Palavras-chave: Satisfação com a vida, Sentido de vida, VIH/SIDA, Mal-estar psicológico, Coping.

 

ABSTRACT

The main objective of this study is to analyze some variables related to life satisfaction in VIH/SIDA Infection. We intend to observe associations between socio-demographic characteristics, clinical, and psychological variables as the meaning in life, distress and problem-solving responses (coping) with life satisfaction. This is a descriptive study conducted with a sample of 40 adult patients diagnosed with VIH/SIDA Infection. The instruments used were Questionnaire characterization of the sample, Hospital Anxiety and Depression Scale (HADS), Meaning in Life Scale, Satisfaction with Life Scale and Brief-Cope. The results suggest that there are no differences in sociodemographic and clinical characteristics in relation to life satisfaction. However, we found the existence of associations between life satisfaction and meaning in life, distress and coping. The model to predict life satisfaction contemplates distress and meaning in life, and explains 33.1% of variance. Psychological intervention with this population should consider these factors facilitating life meaning, positive coping responses and decreasing the distress in order to promote adaptation to disease.

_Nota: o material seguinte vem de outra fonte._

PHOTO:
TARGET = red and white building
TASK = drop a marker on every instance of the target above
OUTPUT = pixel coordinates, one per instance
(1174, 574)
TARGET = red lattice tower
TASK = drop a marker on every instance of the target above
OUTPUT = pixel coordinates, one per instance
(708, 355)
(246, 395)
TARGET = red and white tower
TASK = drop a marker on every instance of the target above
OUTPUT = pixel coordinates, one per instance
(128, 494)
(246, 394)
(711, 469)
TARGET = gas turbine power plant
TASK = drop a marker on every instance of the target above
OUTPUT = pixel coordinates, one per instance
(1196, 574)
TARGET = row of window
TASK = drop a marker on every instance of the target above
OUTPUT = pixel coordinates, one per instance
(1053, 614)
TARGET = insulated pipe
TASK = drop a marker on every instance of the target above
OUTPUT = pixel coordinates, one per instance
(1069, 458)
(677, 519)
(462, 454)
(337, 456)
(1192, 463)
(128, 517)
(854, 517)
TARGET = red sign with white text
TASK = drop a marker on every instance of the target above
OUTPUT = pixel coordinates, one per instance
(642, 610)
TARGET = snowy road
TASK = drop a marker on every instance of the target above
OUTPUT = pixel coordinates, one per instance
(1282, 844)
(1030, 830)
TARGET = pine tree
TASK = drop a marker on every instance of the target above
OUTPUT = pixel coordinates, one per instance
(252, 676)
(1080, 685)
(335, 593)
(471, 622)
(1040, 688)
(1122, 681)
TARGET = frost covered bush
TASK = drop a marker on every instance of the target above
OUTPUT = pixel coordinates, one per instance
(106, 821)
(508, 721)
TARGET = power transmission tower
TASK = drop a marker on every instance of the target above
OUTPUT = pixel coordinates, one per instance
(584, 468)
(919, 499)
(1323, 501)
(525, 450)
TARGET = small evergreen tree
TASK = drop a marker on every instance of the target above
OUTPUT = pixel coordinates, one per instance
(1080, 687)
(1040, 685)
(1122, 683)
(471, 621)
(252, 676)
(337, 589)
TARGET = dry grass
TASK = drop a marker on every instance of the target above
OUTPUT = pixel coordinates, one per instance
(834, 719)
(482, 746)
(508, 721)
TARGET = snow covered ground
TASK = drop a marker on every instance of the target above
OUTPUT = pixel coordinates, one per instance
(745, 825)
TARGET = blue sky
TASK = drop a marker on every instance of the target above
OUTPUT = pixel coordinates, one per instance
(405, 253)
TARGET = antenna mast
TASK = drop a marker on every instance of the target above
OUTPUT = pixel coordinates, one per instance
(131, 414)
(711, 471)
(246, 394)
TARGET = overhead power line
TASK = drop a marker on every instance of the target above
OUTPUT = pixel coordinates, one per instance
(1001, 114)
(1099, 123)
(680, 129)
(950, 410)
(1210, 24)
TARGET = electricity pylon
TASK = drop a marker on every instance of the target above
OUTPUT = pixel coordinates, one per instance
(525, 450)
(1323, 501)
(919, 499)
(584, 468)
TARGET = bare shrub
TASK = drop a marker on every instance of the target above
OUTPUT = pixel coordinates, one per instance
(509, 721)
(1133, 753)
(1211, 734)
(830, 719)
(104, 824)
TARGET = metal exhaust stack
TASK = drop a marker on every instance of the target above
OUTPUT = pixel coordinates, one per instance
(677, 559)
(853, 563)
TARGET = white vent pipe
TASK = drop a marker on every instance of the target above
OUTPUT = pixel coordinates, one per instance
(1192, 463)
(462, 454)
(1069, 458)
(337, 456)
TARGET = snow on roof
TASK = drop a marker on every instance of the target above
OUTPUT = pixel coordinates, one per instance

Key words: Life satisfaction, Meaning in life, VIH/SIDA, Distress, Coping.

 

Introdução

A infeção pelo VIH (Vírus da Imunodeficiência Humana) começou por ser identificada no início dos anos 80, passando mais tarde a ser conhecida por Síndrome da Imunodeficiência Adquirida – SIDA (Guerra, 1998; Pires, 2006). A sua transmissão pode ser efetuada pelas vias sexual, sanguínea e transmissão vertical (da mãe para o filho). De acordo com a World Health Organization [WHO] (2013) estima-se que aproximadamente 34 milhões de pessoas estejam infetadas com este vírus.

O VIH continua a ser um dos mais importantes desafios de saúde pública no mundo (WHO, 2013), não só pelas implicações físicas e psicológicas inerentes aos seus portadores, mas também por ser uma doença rejeitada pela sociedade em geral, apresentando uma grande estigmatização. De acordo com Greeff e colaboradores (2010) a perceção dessa estigmatização por parte das pessoas infetadas está associada a uma menor satisfação com a vida. Alguns estudos constataram que a ansiedade e a depressão são diagnósticos frequentes em pessoas com VIH (Gonzalez, Zvolensky, Parent, Grover, & Hickey, 2012; Hand, Phillips, & Dudgeon, 2006) contribuindo para o seu mal-estar psicológico (Bing et al., 2001). Para além disso, a ansiedade e a depressão parecem ter um impacto negativo no processo de adaptação à doença (Ribeiro et al., 2007), comprometendo o bem-estar e a própria satisfação com a vida (Bello, Steffen, & Hayashi, 2011). Neste sentido, neste estudo propusemo-nos estudar a satisfação com a vida em doentes com VIH, bem como algumas variáveis que com ela parecem estar relacionadas – sentido de vida, mal-estar psicológico e coping (Park, Park, & Peterson, 2010).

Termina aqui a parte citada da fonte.